Deuxième condition pour qu’il y ait ici génocide : un groupe spécifiquement visé. Or comme le rappelle Oleg Nesterenko, descendant lui-même de parents morts de faim (5), la moitié des 7 à 8 millions de victimes de la famine des années trente a été enregistrée hors de l’Ukraine : dans le Caucase du Nord, dans les régions russes de Basse et Moyenne Volga, dans la région de la Russie Centrale, en Sibérie Occidentale et Méridionale et en Oural, au Kazakhstan et au Kirghizistan soviétiques. La remarque suivante d’Oleg Nesterenko ne manque pas de piquant : des membres de sa famille ont été décimés en 1933, mais c’était loin de l’Ukraine (sur le territoire de la Russie dans la région du Caucase du Nord), tandis que son grand-père a vécu durant cette grande famine en Ukraine, dans la région de Zaporojié, et, contrairement aux autres membres de sa famille morts en Russie, a bien survécu à ces années terribles sans perdre un seul de ses membres...
Persister à appeler génocide l’Holodomor, c’est procéder à une réécriture de l’histoire, un grief que la presse occidentale se plaît à brandir contre Vladimir Poutine.

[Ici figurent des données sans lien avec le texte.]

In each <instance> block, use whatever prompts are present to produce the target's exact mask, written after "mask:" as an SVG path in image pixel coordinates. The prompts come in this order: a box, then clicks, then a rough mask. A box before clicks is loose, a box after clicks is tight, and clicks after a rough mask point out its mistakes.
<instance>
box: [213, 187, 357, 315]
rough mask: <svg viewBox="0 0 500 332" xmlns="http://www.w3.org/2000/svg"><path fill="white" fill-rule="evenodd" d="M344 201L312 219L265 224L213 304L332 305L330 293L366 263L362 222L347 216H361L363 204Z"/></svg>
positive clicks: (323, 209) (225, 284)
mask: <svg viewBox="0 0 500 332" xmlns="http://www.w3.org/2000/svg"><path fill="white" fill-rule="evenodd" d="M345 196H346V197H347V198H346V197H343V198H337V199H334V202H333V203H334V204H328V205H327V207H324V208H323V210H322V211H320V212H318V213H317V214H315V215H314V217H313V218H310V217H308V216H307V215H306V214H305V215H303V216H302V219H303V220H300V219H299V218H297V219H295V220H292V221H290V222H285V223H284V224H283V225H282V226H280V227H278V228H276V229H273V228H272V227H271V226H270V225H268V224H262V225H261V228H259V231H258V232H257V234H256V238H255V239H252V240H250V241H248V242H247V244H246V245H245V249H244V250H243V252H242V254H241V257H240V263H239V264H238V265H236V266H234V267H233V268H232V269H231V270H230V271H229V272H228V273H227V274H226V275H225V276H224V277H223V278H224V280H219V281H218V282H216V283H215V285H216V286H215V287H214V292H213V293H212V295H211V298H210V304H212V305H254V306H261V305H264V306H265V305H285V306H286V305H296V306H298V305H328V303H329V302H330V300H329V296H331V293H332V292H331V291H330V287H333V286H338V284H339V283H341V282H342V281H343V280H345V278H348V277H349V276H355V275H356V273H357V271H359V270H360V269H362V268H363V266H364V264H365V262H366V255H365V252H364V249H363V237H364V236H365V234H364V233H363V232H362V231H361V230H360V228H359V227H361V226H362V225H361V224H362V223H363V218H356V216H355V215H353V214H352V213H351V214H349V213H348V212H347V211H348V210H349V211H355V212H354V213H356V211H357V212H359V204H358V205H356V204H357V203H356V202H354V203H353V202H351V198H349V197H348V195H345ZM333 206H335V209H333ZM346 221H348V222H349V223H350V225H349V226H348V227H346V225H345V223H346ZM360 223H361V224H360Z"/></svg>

Profitant de la liberté dont ils assurent jouir, nos journalistes ne devraient-ils pas balayer devant leur porte, en appelant un chat un chat, un crime un crime, un génocide un génocide ? Et, en particulier, Eddy Caekelberghs ne devrait-il pas préférer le fin mot ou faux mot ?
(1) https://www.legrandsoir.info/holodomor-et-complaisance-lettre-ouverte-a-la-rtbf.html
(2) https://auvio.rtbf.be/media/le-fin-mot-le-fin-mot-catherine-koleda-et-georges-dallemagne-holodmor-3039156
(3) Catherine Koleda, Quand Staline nous affamait. Récit d’un survivant ukrainien, éd. Jourdan, 2015.
(4) Nom donné à la coalition gouvernementale belge censée représenter les quatre différentes sensibilités politiques (socialiste, libérale, écolo et démocrate chrétienne), par allusion aux « Quatre Saisons » de Vivaldi. Vu l’abstention des démocrates chrétiens (rebaptisés les « Engagés »), les partis représentés ne sont plus que trois.